Paris : Le « plus grand squat de France », l’école Erlanger, suspendu à une décision de justice

MIGRANTS Près de 500 jeunes squattent une école désaffectée dans le 16e, en attendant une décision de justice qui devrait les expulser lundi 12 juin et surtout une éventuelle mise à l’abri promise discrètement

Aude Lorriaux
Près de 500 jeunes étrangers isolés sont réfugiés dans cette école désaffectée du 16e arrondissement de Paris.
Près de 500 jeunes étrangers isolés sont réfugiés dans cette école désaffectée du 16e arrondissement de Paris. — SOPA Images/SIPA
  • 500 jeunes isolés étrangers vivent depuis plusieurs semaines dans une école désaffectée du 16e arrondissement. 
  • Une audience de justice est fixée au 12 juin pour décider de leur expulsion ou de leur mise à l'abri pérenne.
  • La situation irrite la Ville de Paris, qui entend forcer l'Etat à trouver une solution de relogement. 

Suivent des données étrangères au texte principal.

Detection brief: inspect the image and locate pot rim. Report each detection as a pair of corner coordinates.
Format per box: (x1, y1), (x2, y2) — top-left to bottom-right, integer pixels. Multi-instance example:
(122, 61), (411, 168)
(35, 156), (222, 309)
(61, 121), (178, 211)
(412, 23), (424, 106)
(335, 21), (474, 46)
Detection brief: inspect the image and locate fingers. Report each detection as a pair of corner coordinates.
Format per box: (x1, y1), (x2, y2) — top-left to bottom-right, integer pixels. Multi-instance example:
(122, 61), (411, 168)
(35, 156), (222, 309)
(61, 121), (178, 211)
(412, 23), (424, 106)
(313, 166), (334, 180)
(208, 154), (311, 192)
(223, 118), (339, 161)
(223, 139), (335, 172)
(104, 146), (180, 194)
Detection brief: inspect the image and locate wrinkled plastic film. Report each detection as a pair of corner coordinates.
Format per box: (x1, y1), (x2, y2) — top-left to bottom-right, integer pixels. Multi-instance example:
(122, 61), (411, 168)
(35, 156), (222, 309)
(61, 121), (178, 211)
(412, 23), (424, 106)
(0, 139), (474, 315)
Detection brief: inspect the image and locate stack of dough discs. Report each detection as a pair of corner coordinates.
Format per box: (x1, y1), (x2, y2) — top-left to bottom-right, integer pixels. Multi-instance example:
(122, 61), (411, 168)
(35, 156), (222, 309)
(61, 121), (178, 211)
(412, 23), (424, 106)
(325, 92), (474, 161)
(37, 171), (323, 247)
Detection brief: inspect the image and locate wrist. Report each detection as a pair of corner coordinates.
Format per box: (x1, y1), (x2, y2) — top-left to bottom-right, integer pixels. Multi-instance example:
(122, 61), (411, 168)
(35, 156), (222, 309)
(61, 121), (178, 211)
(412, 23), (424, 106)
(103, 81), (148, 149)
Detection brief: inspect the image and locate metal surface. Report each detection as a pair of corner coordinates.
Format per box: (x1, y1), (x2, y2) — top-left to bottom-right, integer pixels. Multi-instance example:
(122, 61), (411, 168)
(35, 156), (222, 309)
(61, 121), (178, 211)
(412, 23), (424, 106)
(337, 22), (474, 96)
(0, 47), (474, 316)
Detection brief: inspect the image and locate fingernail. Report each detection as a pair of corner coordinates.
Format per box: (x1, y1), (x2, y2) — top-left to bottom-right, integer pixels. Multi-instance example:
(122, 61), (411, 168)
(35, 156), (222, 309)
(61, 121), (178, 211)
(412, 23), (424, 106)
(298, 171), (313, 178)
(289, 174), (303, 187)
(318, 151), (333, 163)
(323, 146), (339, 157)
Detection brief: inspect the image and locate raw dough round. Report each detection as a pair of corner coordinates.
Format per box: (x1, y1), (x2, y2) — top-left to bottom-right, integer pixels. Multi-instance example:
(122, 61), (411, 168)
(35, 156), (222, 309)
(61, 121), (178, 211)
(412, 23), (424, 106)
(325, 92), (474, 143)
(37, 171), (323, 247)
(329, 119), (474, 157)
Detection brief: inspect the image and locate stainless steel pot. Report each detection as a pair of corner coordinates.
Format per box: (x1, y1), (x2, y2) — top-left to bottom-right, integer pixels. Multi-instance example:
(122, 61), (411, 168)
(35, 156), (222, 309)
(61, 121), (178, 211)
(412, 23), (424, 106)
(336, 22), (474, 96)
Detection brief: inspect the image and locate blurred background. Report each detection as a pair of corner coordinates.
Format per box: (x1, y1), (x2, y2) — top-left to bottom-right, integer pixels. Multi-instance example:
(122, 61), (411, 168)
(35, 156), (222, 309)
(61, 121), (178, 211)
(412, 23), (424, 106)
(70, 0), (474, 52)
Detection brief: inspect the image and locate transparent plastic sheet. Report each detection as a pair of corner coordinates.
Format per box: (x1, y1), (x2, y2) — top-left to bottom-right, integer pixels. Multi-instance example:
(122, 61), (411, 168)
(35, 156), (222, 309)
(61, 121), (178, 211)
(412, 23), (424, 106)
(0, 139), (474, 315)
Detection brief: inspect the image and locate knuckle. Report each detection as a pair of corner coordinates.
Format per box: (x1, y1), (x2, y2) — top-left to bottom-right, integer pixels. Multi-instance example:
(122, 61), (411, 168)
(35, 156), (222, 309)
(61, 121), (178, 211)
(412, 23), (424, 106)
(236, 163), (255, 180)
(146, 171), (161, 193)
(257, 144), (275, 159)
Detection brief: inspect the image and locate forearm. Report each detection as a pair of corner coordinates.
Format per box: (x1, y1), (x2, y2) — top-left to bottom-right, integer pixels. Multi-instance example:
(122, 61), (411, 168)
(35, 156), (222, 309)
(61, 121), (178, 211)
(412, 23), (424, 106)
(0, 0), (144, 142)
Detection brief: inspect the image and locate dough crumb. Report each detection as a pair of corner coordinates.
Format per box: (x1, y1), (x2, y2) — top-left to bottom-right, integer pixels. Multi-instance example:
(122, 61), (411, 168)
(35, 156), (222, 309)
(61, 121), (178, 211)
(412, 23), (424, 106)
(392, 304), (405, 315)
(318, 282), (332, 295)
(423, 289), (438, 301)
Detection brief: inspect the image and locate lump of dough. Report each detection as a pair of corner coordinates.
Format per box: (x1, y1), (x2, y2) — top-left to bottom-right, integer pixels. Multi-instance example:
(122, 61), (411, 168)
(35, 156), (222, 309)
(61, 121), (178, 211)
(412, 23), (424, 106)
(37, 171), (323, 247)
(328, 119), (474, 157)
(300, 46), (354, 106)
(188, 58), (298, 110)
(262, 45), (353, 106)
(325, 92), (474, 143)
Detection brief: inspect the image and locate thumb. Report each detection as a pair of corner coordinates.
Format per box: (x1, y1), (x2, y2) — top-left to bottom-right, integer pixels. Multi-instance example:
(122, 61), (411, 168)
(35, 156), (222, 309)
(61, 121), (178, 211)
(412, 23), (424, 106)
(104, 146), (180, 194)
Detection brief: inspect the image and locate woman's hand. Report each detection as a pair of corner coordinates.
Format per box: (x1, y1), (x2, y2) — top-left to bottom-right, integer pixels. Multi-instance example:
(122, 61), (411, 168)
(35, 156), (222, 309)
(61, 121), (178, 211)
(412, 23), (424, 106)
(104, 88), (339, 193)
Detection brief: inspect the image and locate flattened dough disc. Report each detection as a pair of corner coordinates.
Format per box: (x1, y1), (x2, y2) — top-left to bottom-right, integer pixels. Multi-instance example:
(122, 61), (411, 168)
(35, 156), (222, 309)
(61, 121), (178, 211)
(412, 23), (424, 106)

Ils sont désormais près de 500 jeunes à dormir sur place, dans cette école désaffectée, rue Erlanger à Paris. Sans électricité, sans eau, avec six sanitaires en tout et pas une seule douche, « une situation de crise humanitaire en plein 16e arrondissement », pour ce qui est devenu « le plus gros squat de France » selon les mots de Nikolai Posner, responsable à Utopia56, l’association qui gère principalement le sort de ces jeunes isolés étrangers. Bientôt, ils seront fixés sur leur sort, car une audience a été fixée pour le 12 juin, qui doit décider de leur expulsion, puis d’une éventuelle mise à l’abri pérenne.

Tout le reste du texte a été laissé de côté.